Saturday, December 21, 2013

California Court Rules Taking DNA From Arrestee Is Legal

For quite some time now, California has allowed the collection of  a DNA sample from someone convicted of a felony.  In this case, the Courts go further and permit a police officer to collect a swab of a person's DNA in instances of an arrest only.  The Judges opined:

The defendant was arrested for a felony, after his arrest, at the time of booking Lowe's arrest , police took a buccal swab DNA sample from inside his cheek without a warrant. . The DNA sample connected Lowe to a number of unsolved offenses and a jury convicted him of multiple burglaries, sex crimes and robberies. He was sentenced to 107 years to life. On appeal he challenged the trial court's denial of his motion to suppress the DNA evidence obtained from him, which he argued was taken in violation of the Fourth Amendment. In an unpublished opinion, the Court of Appeal upheld the denial of the defendant's suppression motion. The California Supreme Court granted review and transferred the case back to the Court of Appeal to reconsider its decision in light ofMaryland v. King (2013) 133 S.Ct. 1958 (concluding that collecting and analyzing DNA samples from persons arrested and charged with serious offenses is reasonable). Concluding its prior decision was correct, the Court of Appeal found the 2004 amendment to section 296 does not violate the Fourth Amendment. While nonconsensual extractions of biological samples deserve Fourth Amendment protection, felony arrestees have a diminished expectation of privacy. A mouth swab, such as the one performed on defendant, is minimally intrusive. The DNA profile developed from the fluid is used solely for identification purposes, which is useful to identify arrestees, solve past crimes, create a deterrent to commission of future crimes, and exonerate the innocent. Further, the profile is developed only from persons arrested for a felony based on probable cause. 

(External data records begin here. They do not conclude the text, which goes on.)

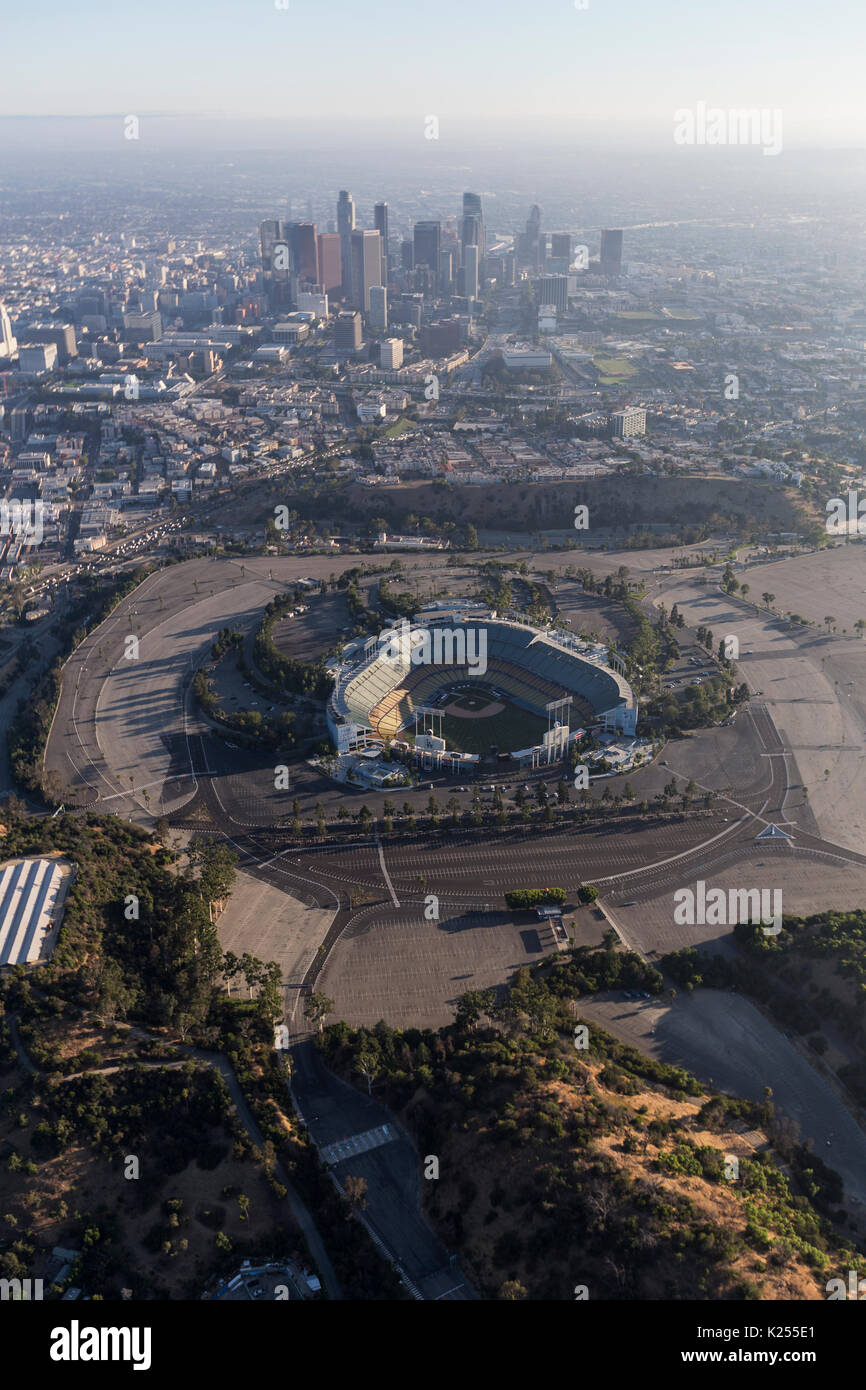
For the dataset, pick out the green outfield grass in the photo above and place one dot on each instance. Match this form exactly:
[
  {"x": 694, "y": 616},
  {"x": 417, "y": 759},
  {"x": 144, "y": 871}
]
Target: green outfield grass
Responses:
[{"x": 512, "y": 729}]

Wednesday, December 18, 2013

Ignition Interlocks Are Here To Stay

California saw its first real year having ignition interlocks as a requirement in some of its biggest counties.  Nationwide ignition interlocks have been the hottest issue in traffic safety legislation this year. Fourteen pieces of ignition interlock legislation have been passed and signed into law by Governors in twelve states. Seven more bills are still alive and any of these could move all the way and become part of that state’s statutes. The biggest of these fourteen are new laws in Colorado, Missouri, Tennessee and New York.
Colorado reduced its ignition interlock required high Blood Alcohol Content (BAC) standard from 0.17 to 0.15, which does not sound like much but 0.16 and 0.17 are the two most common BAC levels at the time of arrest. This will effect a large number of offenders, especially when you consider that Colorado already has huge numbers in their ignition interlock program.
Missouri and Tennessee amended their DUI laws relation to IID by changing their ignition interlock programs to a true “all offender” status. All BAC’s and all numbers of offenses in those states now require the installation of an ignition interlock to regain driving privileges. New York’s law makers did three things: It tightened up loopholes on the ignition interlock requirement, it extended the minimum term for these same offenders from six months to twelve, and increased the penalty of driving a vehicle (without an ignition interlock) from a traffic infraction to a felony.